Dans ce contexte de banalisation de la vie, de vide institutionnel, de pauvreté extrême doublée d’une situation sécuritaire très préoccupante, l’actuel gouvernement de facto a sollicité une intervention militaire internationale, pour laquelle, les pays auxquels il s’est adressé, semblent réticents. Même si la communauté internationale ne semble pas pressée de donner suite à cette demande d’intervention militaire produite depuis octobre 2022, le RNDDH estime qu’il y a lieu pour la population d’être vigilante, dans la mesure où cette demande a été faite par un gouvernement de facto, sans aucune forme de légitimité, avec ses propres objectifs qui semblent être de maintenir le PHTK au pouvoir jusqu’à la réalisation des élections qu’ils organiseront avec, en sus, la capacité de manipuler les données biométriques des citoyens.nes, soit, les données électorales.

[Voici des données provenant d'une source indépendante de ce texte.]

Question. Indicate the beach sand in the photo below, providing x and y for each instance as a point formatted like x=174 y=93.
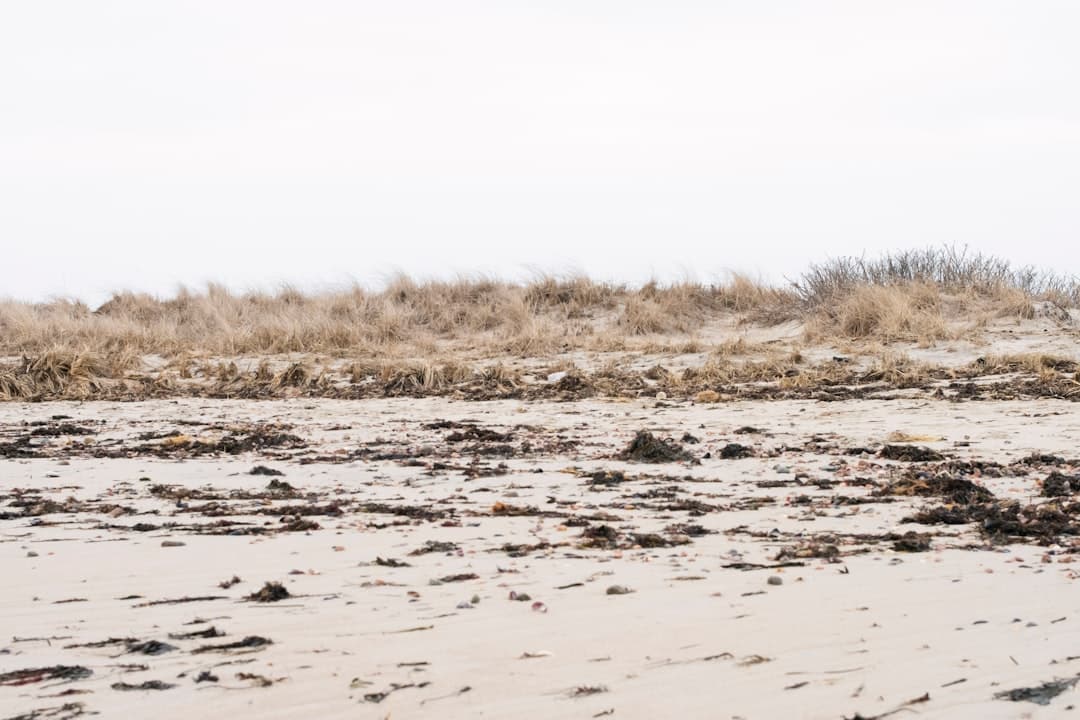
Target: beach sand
x=770 y=583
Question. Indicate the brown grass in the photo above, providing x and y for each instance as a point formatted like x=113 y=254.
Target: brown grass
x=919 y=297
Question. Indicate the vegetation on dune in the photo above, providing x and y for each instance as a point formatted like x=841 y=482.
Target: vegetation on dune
x=418 y=338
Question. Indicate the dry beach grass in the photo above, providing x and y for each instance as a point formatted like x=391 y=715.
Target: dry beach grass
x=852 y=496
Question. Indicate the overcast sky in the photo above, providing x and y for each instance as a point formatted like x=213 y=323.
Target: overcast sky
x=145 y=144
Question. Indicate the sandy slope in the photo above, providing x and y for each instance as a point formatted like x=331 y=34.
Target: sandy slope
x=864 y=634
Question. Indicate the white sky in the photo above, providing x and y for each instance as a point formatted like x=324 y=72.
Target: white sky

Depuis le 21 décembre 2022, le premier ministre de facto Ariel Henry et la coalition politique qui dirige le pays, font la promotion d’un accord signé à cette date, et qu’ils présentent comme étant la seule alternative de sortie de crise. Sur ce point particulièrement, le RNDDH estime que ceux et celles qui dirigent le pays n’ont en fait pas besoin de rechercher une quelconque légitimité dans un accord. Ils ont l’obligation de résultats, une obligation qui est directement liée à la position qu’ils occupent, mais non dans ce document qui en fait, n’engage qu’Ariel Henry et ses amis. Des résultats en matière de respect et de protection des droits humains auraient été plus probants que toute autre tentative de faire passer un accord biaisé à la base et comportant des dispositions irritantes vis-à-vis de la Constitution de 1987 amendée, comme la création d’un Haut Conseil de Transition (HCT) sans aucun pouvoir et des mécanismes attribuant plus de pouvoirs au premier ministre Ariel Henry.

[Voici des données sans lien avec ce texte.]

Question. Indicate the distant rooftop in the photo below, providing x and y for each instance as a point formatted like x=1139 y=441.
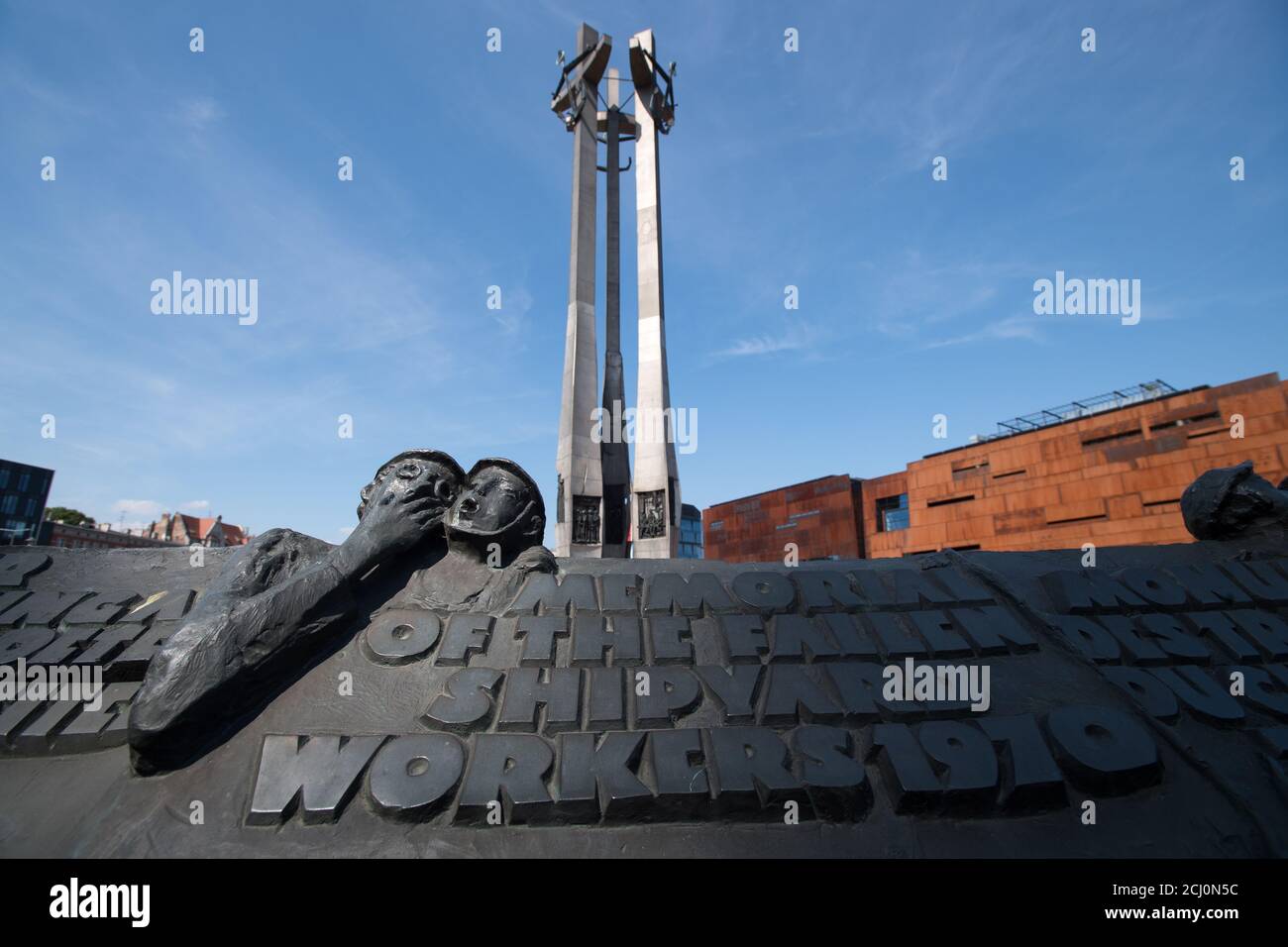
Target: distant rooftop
x=1136 y=394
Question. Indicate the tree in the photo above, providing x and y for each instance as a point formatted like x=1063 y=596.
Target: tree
x=68 y=515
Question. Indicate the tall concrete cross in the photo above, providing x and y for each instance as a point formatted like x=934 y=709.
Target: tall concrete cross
x=614 y=454
x=656 y=497
x=579 y=510
x=596 y=512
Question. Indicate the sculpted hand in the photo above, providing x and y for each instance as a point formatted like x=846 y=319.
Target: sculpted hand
x=400 y=515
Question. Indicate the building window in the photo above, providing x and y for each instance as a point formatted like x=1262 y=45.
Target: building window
x=893 y=513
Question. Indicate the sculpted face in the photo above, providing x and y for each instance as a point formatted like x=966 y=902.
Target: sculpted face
x=415 y=478
x=492 y=500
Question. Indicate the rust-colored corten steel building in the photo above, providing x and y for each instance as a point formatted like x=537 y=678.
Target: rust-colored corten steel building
x=1109 y=471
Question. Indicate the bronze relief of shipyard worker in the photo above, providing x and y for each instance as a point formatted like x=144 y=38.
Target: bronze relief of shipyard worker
x=493 y=534
x=278 y=603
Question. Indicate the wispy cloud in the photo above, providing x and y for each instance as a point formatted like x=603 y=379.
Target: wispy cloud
x=798 y=337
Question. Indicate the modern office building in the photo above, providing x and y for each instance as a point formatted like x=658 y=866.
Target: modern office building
x=1108 y=471
x=691 y=532
x=24 y=491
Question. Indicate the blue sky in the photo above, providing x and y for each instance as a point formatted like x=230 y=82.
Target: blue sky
x=809 y=169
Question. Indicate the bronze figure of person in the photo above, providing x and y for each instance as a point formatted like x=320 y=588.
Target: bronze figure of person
x=493 y=540
x=275 y=604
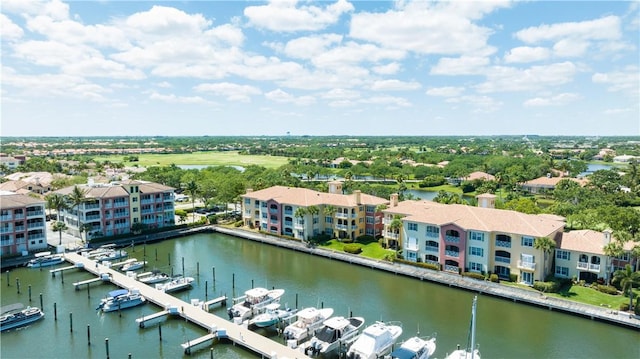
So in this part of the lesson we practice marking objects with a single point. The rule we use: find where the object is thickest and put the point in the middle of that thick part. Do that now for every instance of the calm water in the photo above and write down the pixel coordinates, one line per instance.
(504, 329)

Aujourd’hui, le RNDDH reste convaincu que la situation susmentionnée ne peut rester en l’état et, des élections libres, honnêtes, démocratiques et participatives doivent être réalisées. Cependant, le RNDDH ne cessera jamais de mettre en garde contre l’adoption de mesures cosmétiques et superficielles qui ne permettront pas de résoudre définitivement les problèmes cruciaux d’insécurité généralisée, de gangstérisation de l’Etat et de justice.

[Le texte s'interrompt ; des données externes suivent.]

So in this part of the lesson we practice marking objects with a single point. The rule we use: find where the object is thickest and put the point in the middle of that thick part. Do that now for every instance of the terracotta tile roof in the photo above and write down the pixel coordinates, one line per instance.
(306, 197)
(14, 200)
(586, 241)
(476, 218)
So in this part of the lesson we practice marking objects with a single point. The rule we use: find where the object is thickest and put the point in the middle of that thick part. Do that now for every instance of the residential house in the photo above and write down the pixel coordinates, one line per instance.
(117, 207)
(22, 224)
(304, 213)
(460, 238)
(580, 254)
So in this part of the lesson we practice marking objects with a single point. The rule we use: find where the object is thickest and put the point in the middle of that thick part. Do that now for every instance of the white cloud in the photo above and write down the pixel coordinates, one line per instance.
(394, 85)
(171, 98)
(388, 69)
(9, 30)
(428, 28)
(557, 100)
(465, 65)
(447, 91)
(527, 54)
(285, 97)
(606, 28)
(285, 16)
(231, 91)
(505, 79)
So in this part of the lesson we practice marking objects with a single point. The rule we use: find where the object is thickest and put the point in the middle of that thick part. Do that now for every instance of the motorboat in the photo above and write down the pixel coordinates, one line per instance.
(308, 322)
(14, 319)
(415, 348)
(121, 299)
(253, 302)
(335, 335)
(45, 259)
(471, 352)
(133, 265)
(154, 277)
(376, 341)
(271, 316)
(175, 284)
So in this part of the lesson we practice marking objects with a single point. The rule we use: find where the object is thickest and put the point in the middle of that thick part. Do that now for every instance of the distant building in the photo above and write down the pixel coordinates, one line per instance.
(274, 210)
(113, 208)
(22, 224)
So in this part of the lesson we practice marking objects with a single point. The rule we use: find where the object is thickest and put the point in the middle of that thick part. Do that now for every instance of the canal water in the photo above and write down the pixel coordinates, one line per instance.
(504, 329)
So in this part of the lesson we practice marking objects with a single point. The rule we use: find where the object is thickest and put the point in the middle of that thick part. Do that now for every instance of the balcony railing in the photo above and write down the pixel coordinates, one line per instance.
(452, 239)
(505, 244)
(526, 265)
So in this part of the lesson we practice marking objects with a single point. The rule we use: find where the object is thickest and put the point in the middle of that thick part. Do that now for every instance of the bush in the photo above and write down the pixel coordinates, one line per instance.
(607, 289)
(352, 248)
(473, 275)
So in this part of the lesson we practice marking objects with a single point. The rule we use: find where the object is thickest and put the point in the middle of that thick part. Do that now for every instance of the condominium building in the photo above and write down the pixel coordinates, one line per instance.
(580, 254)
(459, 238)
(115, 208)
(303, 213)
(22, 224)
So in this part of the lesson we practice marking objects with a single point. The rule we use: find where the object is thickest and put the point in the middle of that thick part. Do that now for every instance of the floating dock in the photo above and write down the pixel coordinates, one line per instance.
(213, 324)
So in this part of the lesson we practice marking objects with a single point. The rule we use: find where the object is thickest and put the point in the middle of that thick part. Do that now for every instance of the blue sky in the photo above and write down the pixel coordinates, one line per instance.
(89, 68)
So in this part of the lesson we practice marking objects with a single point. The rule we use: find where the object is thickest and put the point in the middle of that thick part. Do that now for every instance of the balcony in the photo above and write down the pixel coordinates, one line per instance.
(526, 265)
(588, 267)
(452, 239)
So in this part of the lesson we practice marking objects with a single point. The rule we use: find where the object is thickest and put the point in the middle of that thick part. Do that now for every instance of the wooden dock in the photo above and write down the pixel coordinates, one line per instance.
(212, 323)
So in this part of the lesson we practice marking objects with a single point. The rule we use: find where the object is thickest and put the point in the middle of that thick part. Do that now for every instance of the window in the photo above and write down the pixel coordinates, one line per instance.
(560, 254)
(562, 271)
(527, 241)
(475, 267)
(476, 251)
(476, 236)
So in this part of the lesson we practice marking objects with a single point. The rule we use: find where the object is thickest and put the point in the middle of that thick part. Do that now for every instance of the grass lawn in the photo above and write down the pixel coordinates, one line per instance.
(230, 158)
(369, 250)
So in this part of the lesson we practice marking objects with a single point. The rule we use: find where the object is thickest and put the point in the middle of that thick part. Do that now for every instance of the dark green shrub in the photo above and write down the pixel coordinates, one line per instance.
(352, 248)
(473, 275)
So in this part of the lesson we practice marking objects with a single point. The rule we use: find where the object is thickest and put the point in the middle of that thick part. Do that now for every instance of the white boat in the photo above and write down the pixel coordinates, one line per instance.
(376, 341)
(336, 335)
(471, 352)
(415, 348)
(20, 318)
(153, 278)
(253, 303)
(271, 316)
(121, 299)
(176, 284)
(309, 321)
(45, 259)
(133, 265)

Pour cela, le RNDDH estime aussi que la situation exceptionnelle dans laquelle se trouve le pays actuellement doit donner lieu à des décisions concertées entre les autorités de l’Etat et les différentes forces vives de la Nation. Car, c’est seulement à ce prix que les décisions adoptées par la coalition politique qui dirige le pays, pourront engager effectivement la République d’Haïti.